Are Benchmark Tests Strong Enough? Mutation-Guided Diagnosis and Augmentation of Regression Suites
This addresses the reliability of benchmark evaluation for automated issue-resolution agents, revealing that many previously accepted patches exploit test weaknesses, which is an incremental but important improvement in testing methodology.
The paper tackles the problem of insufficiently strong test suites in benchmarks like SWE-bench, which can admit incorrect patches and inflate success rates; it introduces STING, a framework that uses program variants to diagnose and augment tests, reducing resolved rates of repair agents by 4.2%-9.0% and increasing coverage by 10.8% and 9.5%.
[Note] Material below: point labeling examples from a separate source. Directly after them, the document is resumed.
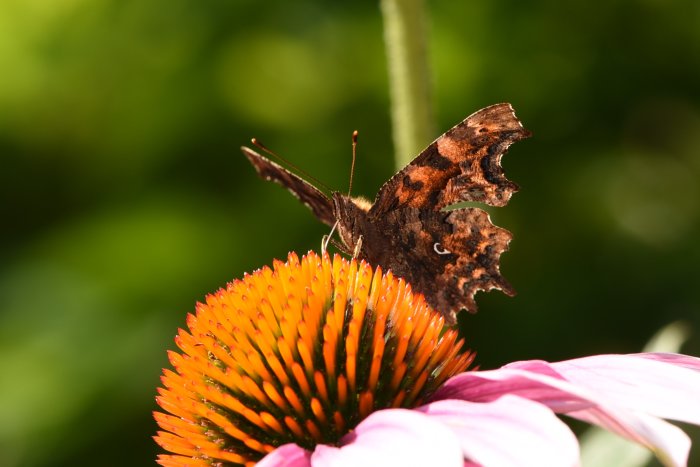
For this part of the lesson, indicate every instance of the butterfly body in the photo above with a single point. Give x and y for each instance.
(447, 255)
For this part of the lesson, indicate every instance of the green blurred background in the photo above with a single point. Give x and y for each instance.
(125, 198)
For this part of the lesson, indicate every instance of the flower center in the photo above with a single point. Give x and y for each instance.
(300, 353)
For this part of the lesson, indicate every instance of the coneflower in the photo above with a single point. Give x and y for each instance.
(324, 363)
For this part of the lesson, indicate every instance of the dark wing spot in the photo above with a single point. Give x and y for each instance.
(412, 185)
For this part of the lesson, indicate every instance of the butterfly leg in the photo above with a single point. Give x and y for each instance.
(358, 247)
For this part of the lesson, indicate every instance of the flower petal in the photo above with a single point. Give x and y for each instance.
(544, 383)
(287, 455)
(394, 437)
(510, 431)
(639, 382)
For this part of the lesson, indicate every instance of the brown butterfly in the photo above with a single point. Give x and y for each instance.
(447, 255)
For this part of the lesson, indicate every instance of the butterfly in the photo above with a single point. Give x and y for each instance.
(445, 254)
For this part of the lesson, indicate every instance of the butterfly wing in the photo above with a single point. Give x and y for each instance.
(312, 197)
(464, 164)
(446, 256)
(449, 256)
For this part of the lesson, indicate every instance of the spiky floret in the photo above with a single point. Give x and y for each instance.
(299, 353)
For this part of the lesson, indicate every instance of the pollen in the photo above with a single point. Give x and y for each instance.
(298, 353)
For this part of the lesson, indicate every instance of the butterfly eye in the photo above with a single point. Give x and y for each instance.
(440, 250)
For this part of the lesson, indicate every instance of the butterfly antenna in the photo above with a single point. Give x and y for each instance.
(352, 166)
(284, 161)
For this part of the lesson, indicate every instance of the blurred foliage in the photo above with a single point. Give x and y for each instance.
(125, 198)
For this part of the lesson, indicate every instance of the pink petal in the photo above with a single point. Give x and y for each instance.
(510, 431)
(545, 383)
(394, 437)
(287, 455)
(638, 382)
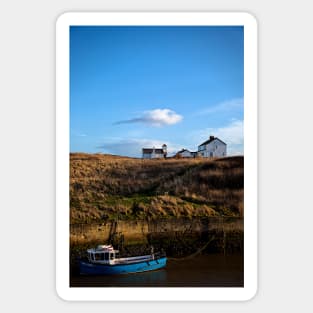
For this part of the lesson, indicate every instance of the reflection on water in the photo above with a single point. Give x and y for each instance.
(201, 271)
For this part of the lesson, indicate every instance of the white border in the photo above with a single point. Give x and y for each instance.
(62, 157)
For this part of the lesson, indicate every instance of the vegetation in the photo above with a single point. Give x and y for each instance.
(107, 187)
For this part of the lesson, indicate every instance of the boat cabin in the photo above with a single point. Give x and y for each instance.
(103, 254)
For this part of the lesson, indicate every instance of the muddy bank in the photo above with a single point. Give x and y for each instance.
(177, 237)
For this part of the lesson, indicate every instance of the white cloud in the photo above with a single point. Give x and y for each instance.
(225, 106)
(157, 117)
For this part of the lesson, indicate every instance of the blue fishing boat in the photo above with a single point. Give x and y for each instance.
(105, 260)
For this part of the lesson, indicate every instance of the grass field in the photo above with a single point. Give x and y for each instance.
(106, 187)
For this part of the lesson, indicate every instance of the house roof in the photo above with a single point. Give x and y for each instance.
(150, 150)
(210, 140)
(183, 150)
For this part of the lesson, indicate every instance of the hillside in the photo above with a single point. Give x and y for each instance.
(106, 187)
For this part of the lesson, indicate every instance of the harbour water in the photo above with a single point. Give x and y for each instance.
(212, 270)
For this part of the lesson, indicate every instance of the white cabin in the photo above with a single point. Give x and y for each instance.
(213, 147)
(184, 153)
(153, 153)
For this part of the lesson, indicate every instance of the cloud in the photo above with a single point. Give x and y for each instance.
(133, 147)
(222, 107)
(156, 118)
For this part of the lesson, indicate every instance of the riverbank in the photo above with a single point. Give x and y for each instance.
(178, 238)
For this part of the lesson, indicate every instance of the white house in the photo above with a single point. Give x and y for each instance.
(153, 153)
(185, 153)
(213, 147)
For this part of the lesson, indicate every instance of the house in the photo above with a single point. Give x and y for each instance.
(213, 147)
(185, 153)
(153, 153)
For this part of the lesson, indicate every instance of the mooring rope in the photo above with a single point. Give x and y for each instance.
(193, 254)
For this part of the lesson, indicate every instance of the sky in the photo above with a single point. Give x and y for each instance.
(134, 87)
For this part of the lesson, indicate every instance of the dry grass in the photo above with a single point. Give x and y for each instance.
(107, 187)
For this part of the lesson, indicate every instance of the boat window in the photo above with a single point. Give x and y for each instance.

Benchmarks driven by test suites, notably SWE-bench, have become the de facto standard for measuring the effectiveness of automated issue-resolution agents: a generated patch is accepted whenever it passes the accompanying regression tests. In practice, however, insufficiently strong test suites can admit plausible yet semantically incorrect patches, inflating reported success rates. We introduce STING, a framework for targeted test augmentation that uses semantically altered program variants as diagnostic stressors to uncover and repair weaknesses in benchmark regression suites. Variants of the ground-truth patch that still pass the existing tests reveal under-constrained behaviors; these gaps then guide the generation of focused regression tests. A generated test is retained only if it (i) passes on the ground-truth patch, (ii) fails on at least one variant that survived the original suite, and (iii) remains valid under behavior-preserving transformations designed to guard against overfitting. Applied to SWE-bench Verified, STING finds that 77% of instances contain at least one surviving variant. STING produces 1,014 validated tests spanning 211 instances and increases patch-region line and branch coverage by 10.8% and 9.5%, respectively. Re-assessing the top-10 repair agents with the strengthened suites lowers their resolved rates by 4.2%-9.0%, revealing that a substantial share of previously passing patches exploit weaknesses in the benchmark tests rather than faithfully implementing the intended fix. These results underscore that reliable benchmark evaluation depends not only on patch generation, but equally on test adequacy.